The very small embryonic-like SCs and early endothelial progenitor cells expressing neural and endothelial markers were significantly increased in the preterm infants. The number of early endothelial progenitor cells in the peripheral blood was significantly greater in the preterm infants with ROP than in the preterm infants without ROP. An accompanying increase in the concentrations of vascular endothelial growth factor and hepatocyte growth factor was found in the peripheral blood of the preterm infants with ROP. No significant associations were found between hematopoietic SCs and ROP or prematurity.

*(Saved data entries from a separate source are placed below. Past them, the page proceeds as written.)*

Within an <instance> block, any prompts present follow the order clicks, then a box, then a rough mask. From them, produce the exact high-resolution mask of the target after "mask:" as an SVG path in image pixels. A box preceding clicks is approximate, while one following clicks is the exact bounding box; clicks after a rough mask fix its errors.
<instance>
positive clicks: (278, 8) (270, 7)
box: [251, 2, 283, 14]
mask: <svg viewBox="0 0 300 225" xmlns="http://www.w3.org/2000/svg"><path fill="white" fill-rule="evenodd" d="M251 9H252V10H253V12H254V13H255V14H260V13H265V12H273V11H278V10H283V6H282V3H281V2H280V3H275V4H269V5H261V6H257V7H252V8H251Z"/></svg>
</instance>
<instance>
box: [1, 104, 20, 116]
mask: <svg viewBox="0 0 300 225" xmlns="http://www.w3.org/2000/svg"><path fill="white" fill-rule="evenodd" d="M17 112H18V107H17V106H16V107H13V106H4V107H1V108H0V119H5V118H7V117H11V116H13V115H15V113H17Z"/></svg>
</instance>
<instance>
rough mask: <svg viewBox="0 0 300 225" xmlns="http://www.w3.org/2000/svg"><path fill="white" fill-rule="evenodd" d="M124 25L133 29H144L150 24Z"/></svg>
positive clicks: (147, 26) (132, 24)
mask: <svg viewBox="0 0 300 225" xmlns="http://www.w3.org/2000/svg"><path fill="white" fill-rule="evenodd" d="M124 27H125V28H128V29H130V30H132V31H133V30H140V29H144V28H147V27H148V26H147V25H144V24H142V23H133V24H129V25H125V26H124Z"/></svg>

The increased number of early endothelial progenitor cells along with elevated levels of vascular endothelial growth factor and hepatocyte growth factor in preterm infants with ROP suggest that circulating vasculogenic factors may play a role in the development and progression of ROP. The increased number of very small embryonic-like SCs in preterm infants suggests that the development of immature tissues and organs, including the retina, may require a contribution of circulating SCs.